R let's us work with HMIS data, but there is still the problem of how to load the data into R from a source. R is actually pretty neat regarding data importing. We can load data from a website, SQL database, text file, Excel file, or CSV.
When working with HMIS data the two most common types of data source are Excel and CSV. Therefore, it's going to pay to spend a little time on how to bring those files into R.
Importing CSVs into R
CSV stand for Comma Separated Value format. It is a near ancient file format which is used to store data in rows and columns. If you have a CSV file on the computer (in Windows) right-click on it and open it in Notepad. The contents should look something like this:
PersonalID,FirstName,LastName
B7YIOJIGF9CDP6FV7TANQXLMQRMBTVTB,Bob,Person
ASGJ4F95HS85N39DJ12AJB094M59DJ45,Jane,People
However, if you open the same CSV in Excel it will look something like this:
PersonalID | FirstName | LastName |
---|---|---|
B7YIOJIGF9CDP6FV7TANQXLMQRMBTVTB | Bob | Person |
ASGJ4F95HS85N39DJ12AJB094M59DJ45 | Jane | People |
Let's be honest, the second example is easier for humans to read (well, unless you're an odd human). And for the most part, we will be looking at CSVs in Excel or in RStudio's dataview which looks similar to Excel. However , it is important to note the easier to read version can hide data errors that may only be visible by viewing the raw CSV. Nothing to worry about now, but keep it in mind.
Alright, let's explore how to load a CSV file into R. There is many way's to do this, but let's start with a super-easy way:
r
pathToCsv <- file.choose()
myCsvAsADataFrame <- read.csv(pathToCsv)
These two commands, when executed, will force R to create a file selection box. This will allow us to easily select the CSV to load into R. Once selected and we press
Ok
then R will load the selected file's path into the variable
pathToCsv
.
The next command
read.csv()
takes the path provided and attempts to load the file it points to and converts it into a dataframe. Once R creates a dataframe from the file selected it saves it in the variable
myCsvAsADataFrame
And that's it. The data is now loaded into R and it can be manipulated with other commands.
Writing CSVs
Saving data from R is the other end of importing data. This process is often referred to as exporting data. Really, it's simply taking a R dataframe and converting it into a file--once in a file form it can be loaded into Excel or emailed to a peer (but, please don't email personal information--remember, CSVs are simply text).
To write data a CSV use
write.csv()
.
For example:
write.csv(theDataFrameToWrite, "NameOfFile.csv")
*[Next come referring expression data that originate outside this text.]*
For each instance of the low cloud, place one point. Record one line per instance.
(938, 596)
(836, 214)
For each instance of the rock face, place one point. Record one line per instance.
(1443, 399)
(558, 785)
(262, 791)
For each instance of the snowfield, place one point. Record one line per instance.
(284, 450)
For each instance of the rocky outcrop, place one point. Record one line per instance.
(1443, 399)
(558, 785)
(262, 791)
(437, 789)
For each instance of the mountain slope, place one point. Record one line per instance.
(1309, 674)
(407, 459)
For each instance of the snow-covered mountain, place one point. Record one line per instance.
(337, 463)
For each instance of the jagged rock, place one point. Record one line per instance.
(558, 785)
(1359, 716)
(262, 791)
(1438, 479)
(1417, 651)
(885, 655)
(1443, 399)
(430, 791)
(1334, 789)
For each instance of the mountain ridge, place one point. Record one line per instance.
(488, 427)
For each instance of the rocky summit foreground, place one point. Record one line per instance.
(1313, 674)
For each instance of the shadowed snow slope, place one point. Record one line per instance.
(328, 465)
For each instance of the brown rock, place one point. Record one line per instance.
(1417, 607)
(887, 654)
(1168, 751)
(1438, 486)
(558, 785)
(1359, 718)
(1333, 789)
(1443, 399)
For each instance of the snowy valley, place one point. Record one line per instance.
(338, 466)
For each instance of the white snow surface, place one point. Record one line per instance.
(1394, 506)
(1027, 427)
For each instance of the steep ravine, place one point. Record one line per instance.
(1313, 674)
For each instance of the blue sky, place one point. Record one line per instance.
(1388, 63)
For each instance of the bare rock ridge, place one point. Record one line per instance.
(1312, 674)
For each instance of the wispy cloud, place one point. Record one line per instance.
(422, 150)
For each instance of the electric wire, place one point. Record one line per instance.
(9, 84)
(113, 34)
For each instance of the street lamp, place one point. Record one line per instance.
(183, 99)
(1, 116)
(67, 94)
That's it, pretty simple, eh? Well, there are a couple of catches. When R saves a CSV it does a few things which are annoying for using the data in other way. For example, let's say we have data in R that looks like this:
PersonalID | Name | SSN |
---|---|---|
123JJKLDFWE234234JGD0238D2342346 | 123-45-6589 | |
B7YIOJIGF9CDP6FV7TANQXLMQRMBTVTB | Bob Purdy | |
DSK329GJB9234J5JFSDF94056NDUNVDF | Frank | 123-99-9999 |
However, after it is written to a file it will look like this:
PersonalID | Name | SSN |
---|---|---|
123JJKLDFWE234234JGD0238D2342346 | NA | 123-45-6589 |
B7YIOJIGF9CDP6FV7TANQXLMQRMBTVTB | Bob Purdy | NA |
DSK329GJB9234J5JFSDF94056NDUNVDF | Frank | 123-99-9999 |
Note the added
NA
. It is a good practice to put an NA in places where there are no data. Unfortunately, when dealing with HMIS data sets the standard is to leave a blank instead. To get R to conform to this standard we use an option in the
write.csv()
function.
For example:
write.csv(theDataFrameToWrite, "NameOfFile.csv", na="")
The
na=""
tells R to write the document without changing blanks into
NA
. The result of the code above should look like:
PersonalID | Name | SSN |
---|---|---|
123JJKLDFWE234234JGD0238D2342346 | 123-45-6589 | |
B7YIOJIGF9CDP6FV7TANQXLMQRMBTVTB | Bob Purdy | |
DSK329GJB9234J5JFSDF94056NDUNVDF | Frank | 123-99-9999 |